Plaintiff subsequently moved to strike Defendants' Brief in Support of the Motion to Dismiss, arguing that legal mail should not be opened outside his presence and that his failure to receive the Brief in Support demonstrates that the prison is withholding his legal mail. (Doc. 64; Doc. 65). However, Defendants' counsel indicates that the Brief in Support was never sent to the institution. (Doc. 63, at 1). As such, there is no evidence that Plaintiff's mail was opened outside his presence or withheld; it appears that the prison did not receive the Brief in Opposition. (Doc. 63, at 1).
Since Defendants filed a Brief in Support of the Motion to Dismiss with the Court and the Court accepted that brief, Defendants responded to the Complaint in some manner. (Doc. 58). As such, it is respectfully recommended that default judgment is not appropriate and the Motion to Dismiss and Brief in Support are effective. See Zuniga v. Murray, No. 3:06-CV-00252, 2007 WL 87663, at *2 (M.D. Pa. 2007) (“This is not a case where the defendants have not responded to the complaint in any manner. Default judgment is not warranted.”).
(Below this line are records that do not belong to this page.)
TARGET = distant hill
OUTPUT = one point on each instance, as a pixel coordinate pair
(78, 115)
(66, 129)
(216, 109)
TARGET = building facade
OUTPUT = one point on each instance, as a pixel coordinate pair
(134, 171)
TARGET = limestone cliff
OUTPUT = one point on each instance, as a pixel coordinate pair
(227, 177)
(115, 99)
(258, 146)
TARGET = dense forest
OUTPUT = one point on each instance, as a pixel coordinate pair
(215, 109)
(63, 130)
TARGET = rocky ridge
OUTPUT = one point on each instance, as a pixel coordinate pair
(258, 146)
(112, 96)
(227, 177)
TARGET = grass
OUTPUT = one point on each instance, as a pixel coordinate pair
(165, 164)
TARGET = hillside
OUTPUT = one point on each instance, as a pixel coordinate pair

Moreover, under Federal law, a defendant may waive the right to reply to a lawsuit brought by a prisoner confined in any jail, prison, or other correctional facility when the lawsuit is brought under Federal law. 42 U.S.C. § 1997e(g)(1). “No relief shall be granted to the plaintiff unless a reply has been filed, ” which may be ordered by the court if the plaintiff has a reasonable opportunity to prevail on the merits. 42 U.S.C. § 1997e(g)(1)-(2). Though the Defendants did reply to Plaintiff's Complaint, a lack of reply would not entitle Plaintiff to default judgment. See 42 U.S.C. § 1997e(g)(1).
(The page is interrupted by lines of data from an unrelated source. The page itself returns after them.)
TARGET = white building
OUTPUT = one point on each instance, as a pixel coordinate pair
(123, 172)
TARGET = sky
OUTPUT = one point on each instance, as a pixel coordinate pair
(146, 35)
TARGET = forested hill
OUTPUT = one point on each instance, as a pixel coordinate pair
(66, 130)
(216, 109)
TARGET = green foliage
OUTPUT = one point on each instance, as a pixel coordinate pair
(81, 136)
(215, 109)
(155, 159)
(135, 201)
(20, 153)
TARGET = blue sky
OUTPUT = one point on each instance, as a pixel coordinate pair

For the foregoing reasons, it is respectfully recommended that Plaintiff's Motions for Default Judgment and to Strike are DENIED. (Doc. 61; Doc. 64).
NOTICE
NOTICE IS HEREBY GIVEN that the undersigned has entered the foregoing Report and Recommendation dated June 15, 2021. Any party may obtain a review of the Report and Recommendation pursuant to Rule 72.3, which provides:
Any party may object to a magistrate judge's proposed findings, recommendations or report addressing a motion or matter described in 28 U.S.C. § 636(b)(1)(B) or making a recommendation for the disposition of a prisoner case or a habeas corpus petition within fourteen (14) days after being served with a copy thereof. Such party shall file with the clerk of court, and serve on the magistrate judge and all parties, written objections which shall specifically identify the portions of the proposed findings, recommendations or report to which objection is made and the basis for such objections. The briefing requirements set forth in Local Rule 72.2 shall apply. A judge shall make a de novo determination of those portions of the report or specified proposed findings or recommendations to which objection is made and may accept, reject, or modify, in whole or in part, the findings or recommendations made by the magistrate judge. The judge, however, need conduct a new hearing only in his or her discretion or where required by law, and may consider the record developed before the magistrate judge, making his or her own determination on the basis of that record. The judge may also receive further evidence, recall witnesses or recommit the matter to the magistrate judge with instructions.